Hard-coding the guids is probably the way to go, definitely in the short/medium run. (In the long run, it might be nice to have the option in brain-brew to automatically generate multiple GUIDs somehow, from a single stored GUID, since it feels ugly to store multiple GUIDs for a single note, but it's more of an aesthetic preference, and we certainly shouldn't worry about it now.)

We can move the English GUIDs out of main.csv and into a guid.csv with the following columns: country, guid, guid:de, etc. Is this what you have in mind?
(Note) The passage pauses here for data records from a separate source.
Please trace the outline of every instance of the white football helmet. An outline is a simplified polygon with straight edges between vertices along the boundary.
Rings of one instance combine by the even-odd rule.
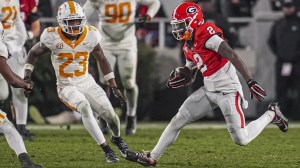
[[[57,12],[57,22],[62,30],[70,35],[78,35],[83,32],[83,27],[86,23],[86,17],[82,7],[74,2],[67,1],[60,5]],[[80,20],[78,25],[69,25],[69,21]]]

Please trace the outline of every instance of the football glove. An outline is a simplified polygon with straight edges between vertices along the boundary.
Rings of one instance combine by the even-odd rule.
[[[251,99],[253,99],[254,96],[258,101],[262,101],[262,99],[267,96],[266,91],[255,80],[250,79],[247,84],[250,90]]]
[[[34,83],[33,81],[31,80],[30,76],[25,76],[24,79],[23,79],[26,83],[28,83],[28,87],[27,88],[24,88],[24,95],[26,98],[28,98],[30,96],[30,93],[33,89],[33,86],[34,86]]]
[[[111,87],[111,90],[114,94],[114,96],[119,99],[121,106],[123,107],[126,103],[126,100],[124,98],[124,96],[122,95],[121,91],[119,90],[119,88],[116,87]]]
I think this is fine,

That's what I understood and I agree that it'd be fine.

but yeah, not sure what it means for adding new translations or new notes.

Ideally brain-brew recipes/source_to_anki.yaml would automatically generate the relevant GUID rows or columns, but that's for the medium-term.
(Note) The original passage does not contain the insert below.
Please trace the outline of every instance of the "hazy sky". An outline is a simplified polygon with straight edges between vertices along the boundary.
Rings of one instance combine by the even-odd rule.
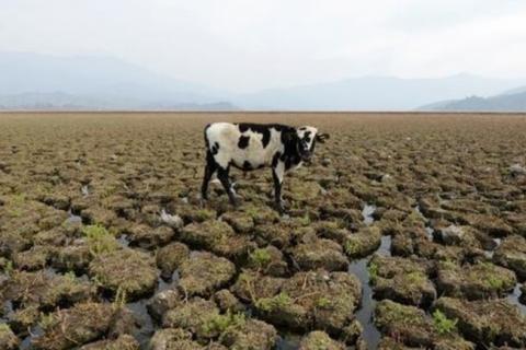
[[[106,55],[231,91],[526,78],[524,0],[0,0],[0,50]]]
Do we want the GUIDs for the newly added translations to be what they "would have been" if we were still using anki-dm, just in case, or not necessarily (i.e. just random GUIDs)? (Edit: On second thought, probably not worth worrying about — i.e. just random GUIDs for SV,CZ,RU and NL, I think.)

ohare93 commented 3 years ago

Ideally brain-brew recipes/source_to_anki.yaml would automatically generate the relevant GUID rows or columns, but that's for the medium-term.
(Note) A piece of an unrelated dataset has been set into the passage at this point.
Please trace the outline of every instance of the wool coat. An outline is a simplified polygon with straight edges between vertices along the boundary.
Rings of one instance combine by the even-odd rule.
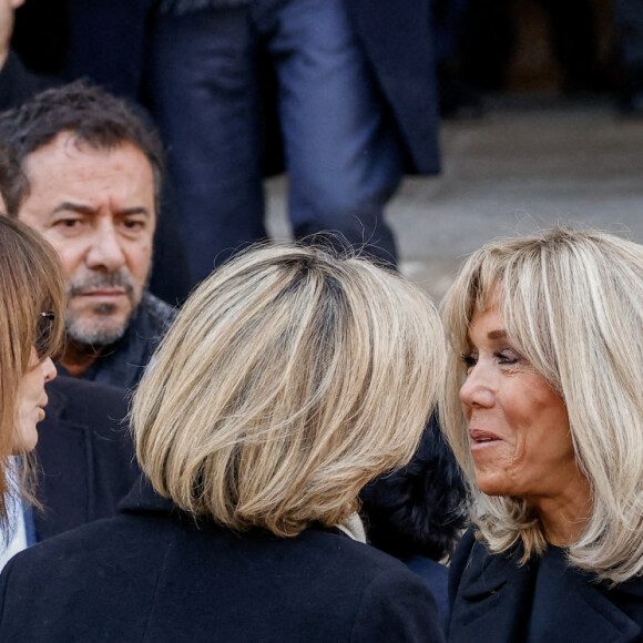
[[[450,643],[643,641],[643,580],[611,588],[559,548],[523,565],[520,553],[492,554],[473,530],[462,538],[450,569]]]
[[[123,421],[125,390],[71,377],[58,377],[45,390],[47,417],[35,447],[39,541],[114,516],[140,472]]]
[[[143,482],[121,508],[8,563],[0,641],[443,641],[422,581],[338,531],[239,534]]]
It already does 👍 Only for each guid entry that is empty, that is. My one off migration suggestion is so that we can fill the other language guids with the specific guid that was already used 👍

aplaice commented 3 years ago

Yeah, I know that it generates the guid — I just wasn't sure if it would work out-of-the-box (without some tweaking) for multiple guid columns (guid:de etc.).

ohare93 commented 3 years ago

  - notes_from_csvs:
      part_id: english
      # save_to_file: src/notes/english.yaml

      note_model_mappings:
        - note_models: &note_models_in_mapping
            - Ultimate Geography
          columns_to_fields:
            <<: &default_columns_to_fields
              guid: guid       <<<<------------------------------------------------------ 1
              tags: tags

              Flag: Flag
              Map: Map

            Country          : Country
            Country info     : Country info
            Capital          : Capital
            Capital info     : Capital info
            Capital hint     : Capital hint
            Flag similarity  : Flag similarity

          personal_fields: [ ]

      file_mappings: &file_mappings
        - file: src/data/main.csv
          note_model: Ultimate Geography
          derivatives:
            - file: src/data/country.csv
            - file: src/data/country_info.csv
            - file: src/data/capital.csv
            - file: src/data/capital_info.csv
            - file: src/data/capital_hint.csv
            - file: src/data/flag_similarity.csv

      generate_guids: true   <<<<------------------------------------------------------ 2

The only change required is for the guid mapping to be changed to guid:en and for all for all of the notes_from_csvs to also have generate_guids: true set (currently only English does, just to do it once at the start) 👍 Could be some type of race condition based on when the files save and read, but if so then it will be easy to solve.

ohare93 commented 3 years ago

See #396 for a (partial?) fix. Turns out French and Spanish always have shared the same guids... :scream:

axelboc commented 3 years ago

I've re-uploaded the ZIPs of the translated decks with the GUID fix to the v4.1 release and removed the upgrade warning. I've also tagged master with v4.1.1.